Peugeot Slovakia is asking for an investment stimulus amounting to almost 19 million euros, in the form of a tax holiday; it plans to invest €165 million during its expansion of production, and to hire 420 people with an average gross wage of €1,395 a month. Calculations show that one new job will cost the state about €44,000 which is much more than the average for the years 2012 to 2016.
However, experts see the biggest problem not in the amount but rather in the fact that even now, carmakers have trouble finding appropriate labour in Slovakia, and often search for employees abroad. Thus, the Slovak state would be subsidising foreign workers rather than domestic ones.
„These companies employ people from abroad – thus, we subsidise jobs for foreigners; which makes no sense whatsoever,” Ľuboš Vančo of the KMPG Slovensko consultancy firm told Sme. Moreover, he points out that Peugeot operates in the west of the country where there is a very low unemployment rate. There is no reason to offer ivnestment stimuli in the west of Slovakia, in his opinion.
... and pros
There are two main reasons, according to experts, why the plant needs stimuli – or why state is ready to grant it to them. The first one is that Trnava is in competition with the Spanish plant for the production of the P21 and if this locality is offering investment stimulus, the headquarters must heed the argument to leave the production in Trnava. Moreover, it would increase the long-term sustainability of the plant for the years to come – also in connection with the purchase of the French carmaker of the Opel brand.

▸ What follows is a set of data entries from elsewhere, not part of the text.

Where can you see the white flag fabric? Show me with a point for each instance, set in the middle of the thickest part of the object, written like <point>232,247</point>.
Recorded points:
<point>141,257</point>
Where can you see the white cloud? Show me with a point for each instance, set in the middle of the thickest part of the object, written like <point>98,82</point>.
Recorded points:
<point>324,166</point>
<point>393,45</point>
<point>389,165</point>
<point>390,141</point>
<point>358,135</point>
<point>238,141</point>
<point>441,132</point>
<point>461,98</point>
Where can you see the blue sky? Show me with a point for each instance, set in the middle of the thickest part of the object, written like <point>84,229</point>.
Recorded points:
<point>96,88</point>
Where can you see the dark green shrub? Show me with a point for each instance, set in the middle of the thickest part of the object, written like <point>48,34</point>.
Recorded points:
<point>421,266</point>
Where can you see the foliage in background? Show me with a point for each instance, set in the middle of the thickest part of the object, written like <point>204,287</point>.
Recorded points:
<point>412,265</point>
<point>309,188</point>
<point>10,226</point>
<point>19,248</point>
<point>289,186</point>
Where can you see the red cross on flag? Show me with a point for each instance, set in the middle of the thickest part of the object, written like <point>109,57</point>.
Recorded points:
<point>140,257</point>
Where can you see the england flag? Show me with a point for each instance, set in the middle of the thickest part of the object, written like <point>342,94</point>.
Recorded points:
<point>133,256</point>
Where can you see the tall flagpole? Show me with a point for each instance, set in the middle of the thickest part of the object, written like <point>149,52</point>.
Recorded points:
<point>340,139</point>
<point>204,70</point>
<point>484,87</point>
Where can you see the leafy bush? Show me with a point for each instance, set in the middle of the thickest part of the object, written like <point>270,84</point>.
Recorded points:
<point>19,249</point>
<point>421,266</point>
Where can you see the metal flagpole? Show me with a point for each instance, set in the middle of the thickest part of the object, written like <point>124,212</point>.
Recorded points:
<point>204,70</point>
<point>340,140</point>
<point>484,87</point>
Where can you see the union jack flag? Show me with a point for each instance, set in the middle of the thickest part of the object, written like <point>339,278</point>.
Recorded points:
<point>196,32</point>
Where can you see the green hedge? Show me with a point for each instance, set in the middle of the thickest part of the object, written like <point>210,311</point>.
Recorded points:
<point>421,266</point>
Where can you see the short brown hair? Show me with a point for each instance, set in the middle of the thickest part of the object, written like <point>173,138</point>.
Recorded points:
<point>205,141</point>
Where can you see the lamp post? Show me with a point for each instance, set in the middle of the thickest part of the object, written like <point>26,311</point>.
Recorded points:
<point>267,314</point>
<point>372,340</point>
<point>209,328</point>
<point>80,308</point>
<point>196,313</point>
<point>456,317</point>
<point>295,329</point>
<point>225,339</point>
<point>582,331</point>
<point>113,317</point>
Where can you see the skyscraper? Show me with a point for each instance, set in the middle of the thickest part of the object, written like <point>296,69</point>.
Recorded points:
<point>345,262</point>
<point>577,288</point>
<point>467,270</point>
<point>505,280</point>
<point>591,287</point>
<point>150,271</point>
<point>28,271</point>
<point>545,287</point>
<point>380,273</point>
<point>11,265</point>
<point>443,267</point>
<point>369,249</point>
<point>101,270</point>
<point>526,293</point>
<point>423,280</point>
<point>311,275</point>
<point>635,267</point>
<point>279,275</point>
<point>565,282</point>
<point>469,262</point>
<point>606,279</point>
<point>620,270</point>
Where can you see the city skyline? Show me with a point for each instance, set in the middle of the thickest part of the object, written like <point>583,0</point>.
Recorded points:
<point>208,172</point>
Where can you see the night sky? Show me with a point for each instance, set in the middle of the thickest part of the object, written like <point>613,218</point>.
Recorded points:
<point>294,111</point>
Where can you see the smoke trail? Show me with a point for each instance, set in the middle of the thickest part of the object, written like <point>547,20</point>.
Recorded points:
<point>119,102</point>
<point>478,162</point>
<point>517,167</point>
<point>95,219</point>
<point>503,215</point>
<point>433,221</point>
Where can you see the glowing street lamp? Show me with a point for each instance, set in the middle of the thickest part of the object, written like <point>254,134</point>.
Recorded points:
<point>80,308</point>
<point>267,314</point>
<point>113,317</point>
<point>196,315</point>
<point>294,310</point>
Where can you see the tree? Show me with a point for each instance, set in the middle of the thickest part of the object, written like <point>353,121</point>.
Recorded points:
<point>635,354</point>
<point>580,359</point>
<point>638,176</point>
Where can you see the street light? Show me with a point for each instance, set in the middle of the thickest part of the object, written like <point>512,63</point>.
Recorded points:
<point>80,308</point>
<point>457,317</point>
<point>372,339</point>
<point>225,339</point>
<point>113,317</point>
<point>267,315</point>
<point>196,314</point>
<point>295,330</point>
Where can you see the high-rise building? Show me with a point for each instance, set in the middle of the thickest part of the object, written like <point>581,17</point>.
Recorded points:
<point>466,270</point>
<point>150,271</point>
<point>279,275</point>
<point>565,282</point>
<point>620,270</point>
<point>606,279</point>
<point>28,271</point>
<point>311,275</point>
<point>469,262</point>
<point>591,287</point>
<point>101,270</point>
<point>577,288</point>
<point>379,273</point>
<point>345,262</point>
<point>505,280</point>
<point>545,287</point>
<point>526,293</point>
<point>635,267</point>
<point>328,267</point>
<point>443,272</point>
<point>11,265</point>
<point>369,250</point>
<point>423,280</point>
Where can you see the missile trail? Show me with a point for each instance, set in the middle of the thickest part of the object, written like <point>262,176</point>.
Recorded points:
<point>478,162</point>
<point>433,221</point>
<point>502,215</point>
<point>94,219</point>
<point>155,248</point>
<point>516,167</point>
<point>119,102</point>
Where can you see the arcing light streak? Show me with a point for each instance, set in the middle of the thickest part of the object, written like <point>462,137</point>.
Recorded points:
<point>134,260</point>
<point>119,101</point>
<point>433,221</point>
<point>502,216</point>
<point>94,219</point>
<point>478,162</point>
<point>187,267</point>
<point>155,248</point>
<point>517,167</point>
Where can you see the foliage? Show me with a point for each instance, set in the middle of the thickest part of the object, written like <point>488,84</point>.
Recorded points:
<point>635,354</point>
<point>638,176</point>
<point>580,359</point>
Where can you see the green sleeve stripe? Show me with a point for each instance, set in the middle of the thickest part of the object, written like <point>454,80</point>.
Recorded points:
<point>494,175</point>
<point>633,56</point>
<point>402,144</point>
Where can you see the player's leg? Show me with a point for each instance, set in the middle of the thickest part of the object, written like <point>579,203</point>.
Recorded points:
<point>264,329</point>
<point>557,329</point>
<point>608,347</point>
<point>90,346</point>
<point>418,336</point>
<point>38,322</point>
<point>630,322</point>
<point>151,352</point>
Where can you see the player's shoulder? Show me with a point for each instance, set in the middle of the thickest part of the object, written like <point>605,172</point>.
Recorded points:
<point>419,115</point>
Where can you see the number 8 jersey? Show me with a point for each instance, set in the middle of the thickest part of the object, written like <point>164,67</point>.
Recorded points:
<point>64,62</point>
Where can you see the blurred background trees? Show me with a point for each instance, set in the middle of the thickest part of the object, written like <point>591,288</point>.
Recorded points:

“With this step, the plant is seeking to keep its competitiveness within a concern which also has plants in other countries of the European Union,” spokesman of the Trnava facility, Peter Švec, confirmed for the daily.
The government stimulus may also be a form of compensation for the fact that the British carmaker, Jaguar Land Rover, received aid amounting to almost €130 million. The Economy Ministry which is evaluating the stimulus refused to comment.